Les présidents de l'UPA de Weedon, Sawyerville et de La Patrie, Réal Marcoux, Lynne Martel-Bégin et Claude Morin s'interrogeaient sur l'avenir de l'agriculture et de l'élevage, particulièrement ici, dans la MRC du Haut-Saint-François, où les travailleurs de la terre peinent à survivre.
Et pourtant! Selon les données de l'UPA, pour des subventions fédérales et provinciales totalisant 960 M$, l'agriculture retourne, en taxes, dans les goussets fédéral et provincial 3,6 G$ et elle fournit aux municipalités des revenus de quelque 319 M$. De plus, les activités agricoles et de la transformation embauchent près de 175 000 personnes dans la province. Malgré tout, le Québec est loin de l'autonomie alimentaire puisqu'il produit un peu plus du tiers de ce que consomment les Québécois. Tout le reste doit être importé.
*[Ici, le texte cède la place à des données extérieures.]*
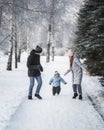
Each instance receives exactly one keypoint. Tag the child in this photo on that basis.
(56, 83)
(76, 68)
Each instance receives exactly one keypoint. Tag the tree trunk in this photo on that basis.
(15, 49)
(0, 15)
(19, 55)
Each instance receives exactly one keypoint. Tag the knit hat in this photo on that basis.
(38, 49)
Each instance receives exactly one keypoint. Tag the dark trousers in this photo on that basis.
(77, 88)
(56, 90)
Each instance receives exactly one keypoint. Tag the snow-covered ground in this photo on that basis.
(53, 112)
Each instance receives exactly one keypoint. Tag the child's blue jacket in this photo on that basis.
(56, 81)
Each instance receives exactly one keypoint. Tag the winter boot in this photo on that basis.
(75, 95)
(80, 97)
(30, 97)
(38, 96)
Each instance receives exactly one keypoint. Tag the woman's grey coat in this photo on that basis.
(76, 70)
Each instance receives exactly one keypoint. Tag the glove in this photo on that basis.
(41, 68)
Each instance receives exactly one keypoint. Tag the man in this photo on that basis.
(34, 71)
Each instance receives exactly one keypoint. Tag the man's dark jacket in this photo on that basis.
(33, 64)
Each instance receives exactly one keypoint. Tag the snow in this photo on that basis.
(59, 112)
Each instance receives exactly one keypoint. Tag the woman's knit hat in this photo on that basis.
(38, 49)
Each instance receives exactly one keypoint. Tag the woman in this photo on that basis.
(76, 68)
(34, 71)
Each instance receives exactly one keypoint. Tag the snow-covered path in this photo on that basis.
(56, 112)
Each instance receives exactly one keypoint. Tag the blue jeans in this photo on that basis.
(77, 87)
(32, 82)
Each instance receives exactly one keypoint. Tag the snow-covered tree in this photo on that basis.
(90, 36)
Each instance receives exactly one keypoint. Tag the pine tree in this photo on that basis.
(90, 36)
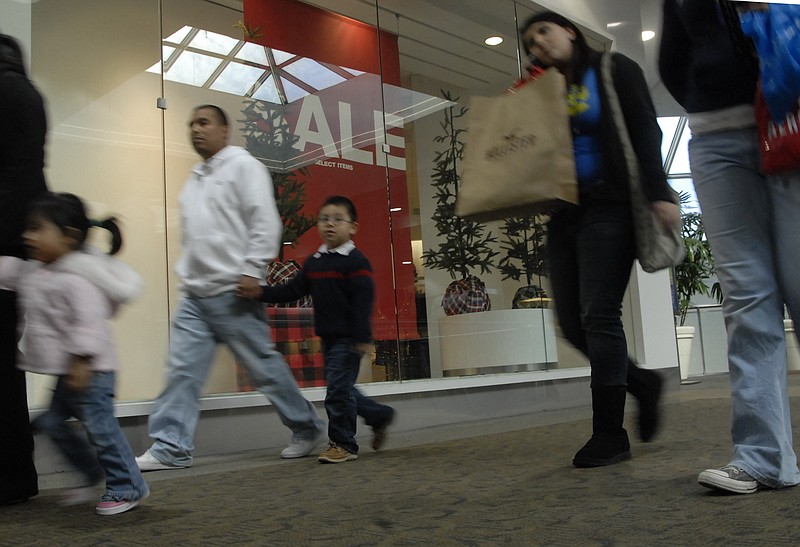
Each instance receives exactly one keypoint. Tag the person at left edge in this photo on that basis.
(23, 126)
(230, 230)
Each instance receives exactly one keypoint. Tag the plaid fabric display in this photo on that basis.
(280, 273)
(466, 295)
(293, 335)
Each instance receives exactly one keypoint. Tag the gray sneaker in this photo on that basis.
(302, 447)
(729, 478)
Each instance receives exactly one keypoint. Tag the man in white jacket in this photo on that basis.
(230, 230)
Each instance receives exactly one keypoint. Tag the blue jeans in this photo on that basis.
(199, 325)
(752, 224)
(343, 401)
(111, 455)
(591, 251)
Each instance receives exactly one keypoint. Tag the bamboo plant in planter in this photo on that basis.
(269, 139)
(526, 256)
(689, 278)
(465, 246)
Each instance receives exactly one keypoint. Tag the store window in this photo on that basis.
(369, 99)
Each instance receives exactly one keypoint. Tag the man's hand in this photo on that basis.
(364, 348)
(249, 287)
(79, 374)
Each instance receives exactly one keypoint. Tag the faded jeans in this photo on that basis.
(199, 325)
(109, 452)
(752, 223)
(343, 401)
(591, 252)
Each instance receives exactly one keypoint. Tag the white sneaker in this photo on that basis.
(77, 496)
(302, 447)
(729, 478)
(148, 462)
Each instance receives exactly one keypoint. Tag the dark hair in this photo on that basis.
(68, 212)
(582, 53)
(342, 202)
(223, 118)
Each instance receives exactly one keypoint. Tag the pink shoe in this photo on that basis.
(77, 496)
(115, 507)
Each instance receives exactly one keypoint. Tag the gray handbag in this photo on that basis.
(655, 248)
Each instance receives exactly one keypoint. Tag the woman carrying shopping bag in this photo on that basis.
(592, 247)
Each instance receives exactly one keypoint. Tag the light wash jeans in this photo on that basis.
(111, 455)
(343, 401)
(753, 224)
(199, 325)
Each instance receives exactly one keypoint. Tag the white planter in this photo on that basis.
(792, 351)
(685, 336)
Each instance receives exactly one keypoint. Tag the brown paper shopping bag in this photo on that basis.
(518, 158)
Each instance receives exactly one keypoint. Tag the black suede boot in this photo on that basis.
(646, 386)
(609, 443)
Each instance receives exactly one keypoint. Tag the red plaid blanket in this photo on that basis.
(293, 334)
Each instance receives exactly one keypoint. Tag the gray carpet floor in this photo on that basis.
(497, 483)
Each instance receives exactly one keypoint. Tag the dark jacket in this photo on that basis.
(699, 63)
(22, 138)
(645, 134)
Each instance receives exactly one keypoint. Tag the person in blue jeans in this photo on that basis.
(68, 292)
(752, 222)
(230, 229)
(339, 279)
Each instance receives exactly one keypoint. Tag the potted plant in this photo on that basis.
(689, 278)
(465, 244)
(525, 248)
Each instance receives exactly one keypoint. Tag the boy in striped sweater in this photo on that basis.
(339, 279)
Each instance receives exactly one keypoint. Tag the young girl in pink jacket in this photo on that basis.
(68, 292)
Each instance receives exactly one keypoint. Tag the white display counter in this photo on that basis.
(498, 341)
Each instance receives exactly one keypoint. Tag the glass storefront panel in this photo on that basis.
(508, 327)
(310, 110)
(365, 99)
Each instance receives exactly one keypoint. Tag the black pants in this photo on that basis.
(591, 252)
(18, 479)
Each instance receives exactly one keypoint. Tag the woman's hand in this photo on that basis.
(79, 374)
(668, 214)
(364, 347)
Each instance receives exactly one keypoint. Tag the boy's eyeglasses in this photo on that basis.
(336, 221)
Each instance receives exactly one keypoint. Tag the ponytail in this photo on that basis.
(111, 225)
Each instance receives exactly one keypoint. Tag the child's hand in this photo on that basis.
(365, 348)
(249, 288)
(79, 374)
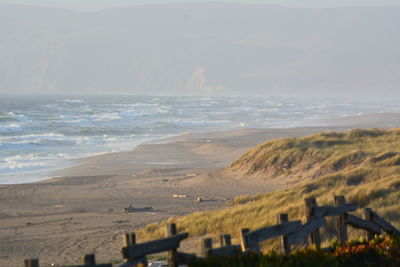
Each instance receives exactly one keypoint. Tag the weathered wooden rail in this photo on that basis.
(289, 233)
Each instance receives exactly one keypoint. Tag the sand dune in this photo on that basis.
(80, 210)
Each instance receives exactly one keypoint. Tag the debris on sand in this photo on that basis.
(179, 196)
(130, 208)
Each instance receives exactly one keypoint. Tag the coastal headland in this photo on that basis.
(79, 210)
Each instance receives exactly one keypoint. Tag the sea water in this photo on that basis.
(41, 133)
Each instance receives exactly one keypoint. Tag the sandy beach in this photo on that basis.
(79, 211)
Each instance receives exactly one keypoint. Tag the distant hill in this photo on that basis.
(201, 48)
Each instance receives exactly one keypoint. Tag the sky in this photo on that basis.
(93, 5)
(209, 48)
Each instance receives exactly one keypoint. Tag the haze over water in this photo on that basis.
(40, 133)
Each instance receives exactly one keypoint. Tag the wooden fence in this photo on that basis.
(289, 233)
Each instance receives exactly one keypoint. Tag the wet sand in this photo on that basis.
(79, 211)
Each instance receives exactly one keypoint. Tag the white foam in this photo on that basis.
(12, 127)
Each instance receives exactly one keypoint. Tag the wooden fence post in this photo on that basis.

Selon Mme Martel, et ses confrères qui abondent dans le même sens, cinq fléaux plombent les ailes des producteurs et des éleveurs dont: des lois contraignantes sur l'environnement, la spéculation, les transferts de fermes. D'autres aménagements et réorganisations au sein de la Financière agricole du Québec et de l'Assurance stabilisation des revenus agricoles (ASRA) interpellent les agriculteurs et éleveurs. Et les prix de vente de la production agricole et de l'élevage ne suivent pas l'inflation. Sur ce sujet, M. Marcoux démontrait qu'il vendait son bœuf 0,87 $/lb en 1978 alors qu'en 2008-2009, il en touchait 0,90 $.
Les productions de bœuf, d'agneaux, de céréales, et autres du Haut-Saint-François se comparent à celles des autres secteurs provinciaux. Leur santé est gage du bien-être des municipalités éloignées. Pour démontrer le sérieux de la situation, M. Morin et Mme Martel rappelaient que la plupart des grands acheteurs dans nos coopératives agricoles locales étaient les agriculteurs et les éleveurs. Quand l'agriculture va, tout va...
Quand le jeu des contraintes énumérées plus haut intervient, beaucoup de cultivateurs abandonnent l'art de produire à même la terre nourricière. Pour l'illustrer, Mme Martel donnait l'exemple du village de St-Isidore, qui en plus de vivre des difficultés reliées à l'industrie du bois, ne compte plus que 2 producteurs agricoles importants qui font près de moitié du chiffre d'affaires local. En perdre un seul serait catastrophique. Ce serait des dizaines de milliers de dollars qui n'entreraient plus dans les coffres des commerçants et de la municipalité.
«Ce n'est pas une dépense que fait le gouvernement quand il investit dans l'agriculture, affirme Claude Morin, c'est un investissement qui lui rapporte gros. Il devrait en être conscient et réviser ses positions».
Photo :
De gauche à droite, Réal Marcoux, UPA Weedon, Claude Morin, UPA La Patrie, et Lynne Martel-Bégin, UPA Sawyerville.